4.5 Comparison with the literature
Lastly, Tab.14 provides a comparative assessment of performance metrics for the designed system versus other air storage-based systems as detailed in recent literature. The results show the superior performance of the current HTTES-CAES-SCBC system. This improvement is attributed to two main factors: first, the combination of CAES and HTTES, which increases the inlet air temperature for the air turbines; and second, the integration of CAES with SCO2-BC, allowing for the recovery of thermal energy from the exhaust gas of AT3 and its conversion into electrical energy.
5 Conclusions
A hybrid cogeneration energy system integrating CAES, HTTES, and SCO2-BC technologies is introduced in this paper, whose performance is assessed through energetic, exergetic, thermoeconomic, economic, and sensitivity analyses, with an emphasis on maximizing efficiency by optimizing key design parameters. Below is a concise summary of the key findings:
(1) Based on the thermodynamic analysis, the ESD, RTE, and EXE in the base state are calculated to be 5.49 kWh/m3, 58.39%, and 61.85%, respectively. Notably, the HTTES unit exhibits the highest exergy loss rates. Regarding exergy efficiency, the worst performers are HX3, HX4, the HTTES unit, and ICs and AF. Therefore, when optimizing the proposed system, it is crucial to apply careful consideration and in-depth analysis to these components.

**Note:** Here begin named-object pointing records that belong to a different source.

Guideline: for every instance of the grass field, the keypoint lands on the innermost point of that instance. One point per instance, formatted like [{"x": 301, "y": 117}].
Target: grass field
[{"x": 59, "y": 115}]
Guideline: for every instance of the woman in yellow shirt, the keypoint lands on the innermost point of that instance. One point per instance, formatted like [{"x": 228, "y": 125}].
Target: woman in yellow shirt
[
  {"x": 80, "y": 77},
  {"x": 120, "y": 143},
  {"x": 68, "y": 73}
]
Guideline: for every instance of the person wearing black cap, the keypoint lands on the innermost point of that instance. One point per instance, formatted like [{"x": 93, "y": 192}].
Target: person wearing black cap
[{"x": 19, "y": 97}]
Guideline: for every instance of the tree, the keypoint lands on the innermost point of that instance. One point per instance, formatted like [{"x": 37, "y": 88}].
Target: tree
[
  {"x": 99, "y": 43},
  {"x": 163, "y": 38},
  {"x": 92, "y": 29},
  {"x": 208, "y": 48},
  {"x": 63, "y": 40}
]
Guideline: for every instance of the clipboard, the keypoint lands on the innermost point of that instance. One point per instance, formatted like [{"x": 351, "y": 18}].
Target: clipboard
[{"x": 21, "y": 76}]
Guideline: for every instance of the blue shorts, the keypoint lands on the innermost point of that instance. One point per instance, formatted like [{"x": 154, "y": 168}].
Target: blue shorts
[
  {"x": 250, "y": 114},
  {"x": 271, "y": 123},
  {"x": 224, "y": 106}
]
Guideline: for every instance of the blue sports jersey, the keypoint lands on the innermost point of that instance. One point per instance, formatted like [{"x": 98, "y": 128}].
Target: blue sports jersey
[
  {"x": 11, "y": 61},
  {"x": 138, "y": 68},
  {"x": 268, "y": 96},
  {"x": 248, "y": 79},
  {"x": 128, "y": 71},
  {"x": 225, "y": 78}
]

(2) The exergoeconomic analysis reveals that, in the base state, the costs per unit power generated by AT1, AT2, AT3, and CT are 0.1347, 0.1369, 0.14, and 0.2362 $/kWh, respectively. The cost per unit exergy of hot water from the HV amounts to 0.1918 $/kWh, and the SUCP for the entire system stands at 0.1421 $/kWh. The costs related to exergy losses significantly impact the overall costs of the HTTES unit, ICs, and AF, while investment, maintenance, and operational costs have a significant impact on the total costs of HX4 and HX5. Additionally, the economic analysis reveals that in the base case, the CTFI, NPV, IRR and DPP are $0.468 million, $0.688 million, 23.51% and 4.81 years, respectively.
(3) The parametric sensitivity study yields significant insights. The ESD is the most sensitive to variations in both the maximum and minimum air storage pressures. In contrast, the RTE and EXE, and SCUP show the highest sensitivity to changes in the outlet temperature of the HTTES unit, as well as to the isentropic efficiency of both AC and AT. Moreover, the DPP displays considerable sensitivity to a range of factors, including the outlet temperature of the HTTES unit, the isentropic efficiency of both AC and AT, and both the maximum and minimum air storage pressures.
(4) After optimization utilizing the NSGA-II, the ESD, RTE, EXE, NPV, and IRR increase by 4.48 kWh/m3, 1.96%, 1.99%, $ 0.659 million, and 0.4%, respectively, compared with their values before optimization. Meanwhile, the SUCP and DPP decrease by 0.0033 $/kWh and 0.11 years, respectively. Additionally, the superior performance of the hybrid system is demonstrated through a comparative assessment with other air storage-based systems.
The findings from this research can significantly assist decision-makers in selecting appropriate components for optimal arrangement in CAES systems and other energy systems. Moreover, the results offer substantial guidance for energy system optimization. Further studies will also consider the environmental impact of operating the system to further enhance the comprehensive evaluation of the system.